This isn’t the first time Ilya has changed the world. He was the main impetus for AlexNet, the convolutional neural network whose dramatic performance stunned the scientific community in 2012 and set off the deep learning revolution.

这不是 Ilya 第一次改变世界。他是 AlexNet 的主要推动力,它是一种卷积神经网络,其惊人的性能令科学界大为震惊,并引发了深度学习革命。

The following is an edited transcript of our conversation.

CRAIG: Ilya, I know you were born in Russia. What got you interested in computer science, if that was the initial impulse, or neuroscience or whatever it was.

  • *CRAIG:**伊利亚,我知道你出生在俄罗斯。是什么引起了你对计算机科学,或者是神经科学或其他领域的兴趣呢?

ILYA: Indeed, I was born in Russia. I grew up in Israel, and then as a teenager, my family immigrated to Canada. My parents say I was interested in AI from an early age. I also was very motivated by consciousness. I was very disturbed by it, and I was curious about things that could help me understand it better.
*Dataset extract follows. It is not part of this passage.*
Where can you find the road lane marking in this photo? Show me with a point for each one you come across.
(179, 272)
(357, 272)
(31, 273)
伊利亚:确实,我出生在俄罗斯。我在以色列长大,后来在十几岁时,我的家人移民到了加拿大。我的父母说我从小就对人工智能很感兴趣。我也对意识非常感到无法平静,我很好奇有哪些东西可以帮助我更好地理解它。

I started working with Geoff Hinton \[one of the founders of deep learning, the kind of AI behind GPT-4, and a professor at the University of Toronto at the time\] very early when I was 17. Because we moved to Canada and I immediately was able to join the University of Toronto. I really wanted to do machine learning, because that seemed like the most important aspect of artificial intelligence that at the time was completely inaccessible.
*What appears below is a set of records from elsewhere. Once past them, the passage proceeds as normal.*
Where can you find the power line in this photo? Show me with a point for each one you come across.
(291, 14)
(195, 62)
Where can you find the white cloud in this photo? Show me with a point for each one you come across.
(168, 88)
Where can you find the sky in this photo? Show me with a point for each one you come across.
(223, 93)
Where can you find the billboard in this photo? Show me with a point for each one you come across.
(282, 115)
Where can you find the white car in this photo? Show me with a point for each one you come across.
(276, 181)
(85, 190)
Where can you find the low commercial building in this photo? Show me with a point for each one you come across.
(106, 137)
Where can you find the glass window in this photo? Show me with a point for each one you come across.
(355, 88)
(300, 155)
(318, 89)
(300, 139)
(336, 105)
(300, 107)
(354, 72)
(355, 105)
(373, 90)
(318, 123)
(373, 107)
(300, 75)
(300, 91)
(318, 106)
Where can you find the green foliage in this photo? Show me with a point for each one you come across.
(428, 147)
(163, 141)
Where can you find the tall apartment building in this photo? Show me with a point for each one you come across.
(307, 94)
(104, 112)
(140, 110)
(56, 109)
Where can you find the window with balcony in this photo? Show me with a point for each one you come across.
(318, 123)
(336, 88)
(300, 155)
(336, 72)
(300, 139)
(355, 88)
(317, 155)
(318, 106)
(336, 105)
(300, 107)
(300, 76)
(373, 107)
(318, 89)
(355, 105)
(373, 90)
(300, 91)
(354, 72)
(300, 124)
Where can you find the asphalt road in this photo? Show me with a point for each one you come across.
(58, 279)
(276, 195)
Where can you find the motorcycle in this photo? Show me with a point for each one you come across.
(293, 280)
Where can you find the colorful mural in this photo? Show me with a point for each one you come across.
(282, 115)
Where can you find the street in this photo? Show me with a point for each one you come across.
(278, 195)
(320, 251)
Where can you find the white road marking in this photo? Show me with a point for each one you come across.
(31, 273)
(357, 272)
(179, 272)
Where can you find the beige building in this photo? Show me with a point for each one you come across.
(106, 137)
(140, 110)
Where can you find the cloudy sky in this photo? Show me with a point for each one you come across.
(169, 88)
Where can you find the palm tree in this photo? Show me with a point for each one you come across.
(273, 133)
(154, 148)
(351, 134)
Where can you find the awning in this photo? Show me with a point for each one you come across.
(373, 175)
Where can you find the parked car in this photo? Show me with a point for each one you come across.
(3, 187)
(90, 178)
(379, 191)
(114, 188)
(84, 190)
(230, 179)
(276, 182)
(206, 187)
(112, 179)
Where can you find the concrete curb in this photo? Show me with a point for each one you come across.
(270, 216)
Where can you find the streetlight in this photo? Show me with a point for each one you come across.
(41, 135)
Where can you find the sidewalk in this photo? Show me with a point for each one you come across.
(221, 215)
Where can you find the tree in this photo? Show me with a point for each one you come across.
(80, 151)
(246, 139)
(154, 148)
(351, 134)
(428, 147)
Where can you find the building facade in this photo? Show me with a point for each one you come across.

当时我17岁,开始和Geoff Hinton合作。\[他是深度学习的创始人之一,也是GPT-4背后的人工智能以及当时在多伦多大学的教授。\] 我们移民到了加拿大,我马上加入了多伦多大学。我真的很想做机器学习,因为那似乎是当时完全无法把握的人工智能中最重要的方面。

That was 2003. We take it for granted that computers can learn, but in 2003, we took it for granted that computers can't learn. The biggest achievement of AI back then was Deep Blue, \[IBM’s\] chess playing engine \[which beat world champion Garry Kasparov in 1997\].

那是在2003年。我们现在理所当然认为计算机可以学习,但在2003年,我们默认认为计算机无法学习。那时AI最大的成就是Deep Blue(IBM的)下棋引擎(已在1997年击败世界冠军Garry Kasparov)。

But there, you have this game and you have this research, and you have this simple way of determining if one position is better than another. And it really did not feel like that could possibly be applicable to the real world because there was no learning. Learning was this big mystery. And I was really, really interested in learning. To my great luck, Geoff Hinton was a professor at the university, and we began working together almost right away.

但是,你有这个游戏和这项研究,还有这种简单的方法来确定一个位置是否比另一个位置更好。它似乎真的无法适用于真实世界,因为没有学习。学习是一个大谜团。我非常非常感兴趣学习。很幸运,Geoff Hinton是该大学的教授,我们几乎立即开始了合作。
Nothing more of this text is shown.